Girls’ Night Out: The Raincoats at Warsaw

Text by Mariya Pylayev

Photos by Jackie Roman

The Raincoats, a post-punk 70s fem band kicked off their North American tour at Warsaw, Greenpoint’s combination rock club-Polish National House, on Saturday. It is the first of six rare shows scheduled to promote the reissue of their sophomore album Odyshape, originally released in 1981.

One-lady act No Bra and three-piece girl band Grass Widow appear earlier on this estrogen-powered bill, with all-girl DJ set Tobi Vail (Bikini Kill) & Amy Yao (Emily’s Sassy Lime) arranged to conclude the night.

Anticipation is running high on the queue outside Warsaw, as the bands spend an extra hour setting up. Emma Casey, 20, is near the front of the line hoping that the doors will open soon.

“There’s nothing like them,” she says about the headlining band. “Their sound is organic. The sound they make on stage is the same as the one they record in the studio.” She finds that this is a rarity among new bands.

Warsaw finally opens its doors once the line reaches the end of the street. A steady stream of people slowly fills the hall. Some head for the bar while others make a beeline for the refreshments room to grab a plate of pierogies before the start of the show.

Sound check begins just as the crowd starts to thicken. A lot of older fans can be seen milling around.
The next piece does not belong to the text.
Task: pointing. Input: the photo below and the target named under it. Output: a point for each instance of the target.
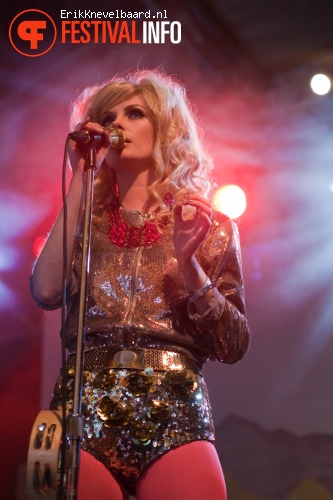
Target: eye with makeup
(107, 120)
(135, 113)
Mark Bourdeau, a college teacher, is so delighted that he nearly hops up and down. He enjoys listening to “thinking person’s music.” This stuff is genuinely quirky, simple and ironic in a way that is not mean, he says.

The Raincoats are a special group to Mark. “They are not a female version of anything,” he says. Other female rock icons of the same era were often compared to other men, like Joan Jett, who was sometimes credited as the female Chuck Berry.

When the ladies hit the stage their energy sends the crowd into motion. A lot has changed since this band’s official start in 1977, but their enthusiasm has certainly not diminished.

“More bass!” someone calls from the crowd after the first song. The Raincoats quickly oblige. They are not hesitant to interact with their fans. As Anne Woods tears into her violin as though it were a guitar, Gina Birch fans the flames in the crowd.

“You ask me if I’m angry? I say, why the hell would I not be?” she cries out. Her question meets an eruption of cheers.

While some of music’s more academic critics worry about equating types of music with sexuality, The Raincoats have an unmistakable female sound. Songs like “In Love” and “No Looking,” Emma says, have ways of reassuring young female fans that other punk sounds do not.

“Yeah that’s what is feels like,” Emma says, referring to the two songs as a set. “Being elated – in love.”

Female fans aren’t the only ones to feel rewarded tonight. As the front of the crowd works itself into a frenzy, one particularly affected young man finds his way onto the stage. The show can be considered a hit at this point.

“You ask me if I’m happy,” Gina sings softly. “I say, why the hell would I not be?”